Não é só a nossa alegria como a nossa paz que devemos a quem nasceu muito depois de nós.

É Agosto. Estou à espera do pôr-do-sol, numa esplanada sobranceira ao Oceano Atlântico. Tudo seria perfeito se não houvesse um homem, ainda mais gordo do que eu, a jogar ruidosamente num pseudo-iPhone.

A paisagem é magnífica mas o pii-pii-pum/bum-pii-pii-bong-tii-tii-pii-pum-pum do telemóvel estraga tudo.

Decido levantar-me e confrontar a besta. Não sou só eu: há duas dúzias de cúmplices agastados.

Regressa entretanto uma menina de 9 anos que tira o telemóvel das mãos do pai e diz, com toda a razão e todo o apoio do mundo: "Ó pai, que vergonha: desliga o som para não incomodares toda a gente!"

O pai, observado por todos nós, ripostou com prepotência e fascismo: "És uma ditadora!"

A filha respondeu, muito bem: "Eu nem sei o que essa palavra quer dizer". O pai respondeu, muito mal: "És pespirreta; és chata; não deixas ninguém divertir-se".

Que modelo de educação, aquele pai. O que vale é que a miúda não ligou nenhuma à aberrante reclamação. Ao contrário do pai, teatralmente sensível à reacção do público circundante, a filha era independente da multidão.

Salvou-nos todos do interminável "pii-pii-pum/bum-pii-bong" inflingido pelo grosseiro pai.
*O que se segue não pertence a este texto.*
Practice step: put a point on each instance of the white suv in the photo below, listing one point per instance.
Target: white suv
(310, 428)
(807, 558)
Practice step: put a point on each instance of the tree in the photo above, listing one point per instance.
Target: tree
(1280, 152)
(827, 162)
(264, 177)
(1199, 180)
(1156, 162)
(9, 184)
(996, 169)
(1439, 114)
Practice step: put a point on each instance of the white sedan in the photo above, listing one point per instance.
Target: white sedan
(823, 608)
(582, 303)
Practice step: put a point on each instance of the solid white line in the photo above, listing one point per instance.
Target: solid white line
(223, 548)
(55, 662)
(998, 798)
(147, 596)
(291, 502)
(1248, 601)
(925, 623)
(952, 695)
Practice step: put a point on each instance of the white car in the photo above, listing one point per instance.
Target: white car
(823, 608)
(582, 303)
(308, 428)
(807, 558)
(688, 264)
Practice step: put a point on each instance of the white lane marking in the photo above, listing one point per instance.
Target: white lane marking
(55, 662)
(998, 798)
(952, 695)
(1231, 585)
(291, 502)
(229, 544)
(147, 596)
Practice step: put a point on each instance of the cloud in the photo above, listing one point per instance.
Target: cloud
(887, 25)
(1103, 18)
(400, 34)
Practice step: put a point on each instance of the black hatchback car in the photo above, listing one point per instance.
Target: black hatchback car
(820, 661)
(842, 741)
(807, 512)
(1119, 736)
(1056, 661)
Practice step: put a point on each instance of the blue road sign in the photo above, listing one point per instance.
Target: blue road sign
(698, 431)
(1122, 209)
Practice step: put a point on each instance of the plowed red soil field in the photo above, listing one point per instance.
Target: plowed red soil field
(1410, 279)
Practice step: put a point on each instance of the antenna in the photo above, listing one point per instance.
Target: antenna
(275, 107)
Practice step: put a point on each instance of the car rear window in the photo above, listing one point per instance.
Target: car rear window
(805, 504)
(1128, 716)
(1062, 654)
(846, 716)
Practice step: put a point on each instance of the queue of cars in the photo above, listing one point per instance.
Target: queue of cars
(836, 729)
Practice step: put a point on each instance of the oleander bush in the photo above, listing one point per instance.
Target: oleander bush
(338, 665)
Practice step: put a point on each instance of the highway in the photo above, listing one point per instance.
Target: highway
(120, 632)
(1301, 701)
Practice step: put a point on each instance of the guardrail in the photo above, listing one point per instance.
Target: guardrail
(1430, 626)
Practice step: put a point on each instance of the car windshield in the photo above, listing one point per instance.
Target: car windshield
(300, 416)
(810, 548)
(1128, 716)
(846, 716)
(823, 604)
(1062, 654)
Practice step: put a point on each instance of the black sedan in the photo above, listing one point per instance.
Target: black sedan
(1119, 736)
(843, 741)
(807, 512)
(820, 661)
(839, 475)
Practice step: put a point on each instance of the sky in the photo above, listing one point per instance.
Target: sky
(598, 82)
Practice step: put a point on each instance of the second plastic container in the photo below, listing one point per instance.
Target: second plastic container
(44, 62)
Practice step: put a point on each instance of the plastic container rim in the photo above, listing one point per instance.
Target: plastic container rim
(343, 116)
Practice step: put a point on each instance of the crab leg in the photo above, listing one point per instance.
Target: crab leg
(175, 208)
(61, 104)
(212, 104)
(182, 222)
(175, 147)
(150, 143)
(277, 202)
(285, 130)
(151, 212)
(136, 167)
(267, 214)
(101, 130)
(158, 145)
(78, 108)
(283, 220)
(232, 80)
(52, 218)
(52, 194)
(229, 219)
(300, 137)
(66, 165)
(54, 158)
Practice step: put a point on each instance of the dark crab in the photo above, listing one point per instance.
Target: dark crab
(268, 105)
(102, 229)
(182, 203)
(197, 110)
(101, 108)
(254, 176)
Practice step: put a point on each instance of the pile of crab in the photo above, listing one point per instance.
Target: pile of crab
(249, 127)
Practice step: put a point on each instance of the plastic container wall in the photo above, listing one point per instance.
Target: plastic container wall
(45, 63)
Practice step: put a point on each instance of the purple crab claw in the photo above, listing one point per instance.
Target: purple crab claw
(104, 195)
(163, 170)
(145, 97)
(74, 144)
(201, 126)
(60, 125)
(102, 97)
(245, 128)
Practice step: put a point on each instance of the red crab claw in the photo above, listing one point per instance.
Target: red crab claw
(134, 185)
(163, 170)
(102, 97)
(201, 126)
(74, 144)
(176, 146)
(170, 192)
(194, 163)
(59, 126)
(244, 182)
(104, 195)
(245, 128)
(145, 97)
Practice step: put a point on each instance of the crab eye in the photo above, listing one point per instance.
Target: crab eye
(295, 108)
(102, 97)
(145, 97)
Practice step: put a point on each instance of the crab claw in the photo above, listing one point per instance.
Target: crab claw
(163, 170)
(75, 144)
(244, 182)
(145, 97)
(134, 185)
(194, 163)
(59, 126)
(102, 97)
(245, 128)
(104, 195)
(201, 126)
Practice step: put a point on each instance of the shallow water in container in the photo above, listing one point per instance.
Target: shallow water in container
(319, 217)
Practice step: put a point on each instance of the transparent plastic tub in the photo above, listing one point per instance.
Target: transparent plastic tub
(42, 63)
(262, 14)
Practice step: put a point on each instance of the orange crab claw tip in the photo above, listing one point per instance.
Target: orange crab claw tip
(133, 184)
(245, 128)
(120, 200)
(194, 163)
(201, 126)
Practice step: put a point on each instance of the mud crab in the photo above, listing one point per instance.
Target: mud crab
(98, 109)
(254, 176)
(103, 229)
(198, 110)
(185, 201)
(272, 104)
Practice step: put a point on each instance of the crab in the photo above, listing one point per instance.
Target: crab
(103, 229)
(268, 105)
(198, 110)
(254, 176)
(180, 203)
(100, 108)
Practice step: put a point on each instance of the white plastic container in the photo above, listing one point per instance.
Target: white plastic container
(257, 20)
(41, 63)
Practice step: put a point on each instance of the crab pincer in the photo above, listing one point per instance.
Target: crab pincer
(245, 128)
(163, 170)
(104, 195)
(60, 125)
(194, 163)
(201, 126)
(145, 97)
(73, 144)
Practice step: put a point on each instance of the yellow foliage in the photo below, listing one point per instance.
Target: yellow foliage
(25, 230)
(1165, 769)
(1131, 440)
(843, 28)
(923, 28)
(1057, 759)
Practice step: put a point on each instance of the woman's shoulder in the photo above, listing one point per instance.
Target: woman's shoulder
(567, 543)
É mais uma prova da teoria mais antiga e cativante desde que o tempo e a humanidade se juntaram: cada geração é melhor do que a anterior.

É verdade. Não é só a nossa alegria como a nossa paz que devemos a quem nasceu muito depois de nós. Deus queira que também eles sejam igualmente recompensados.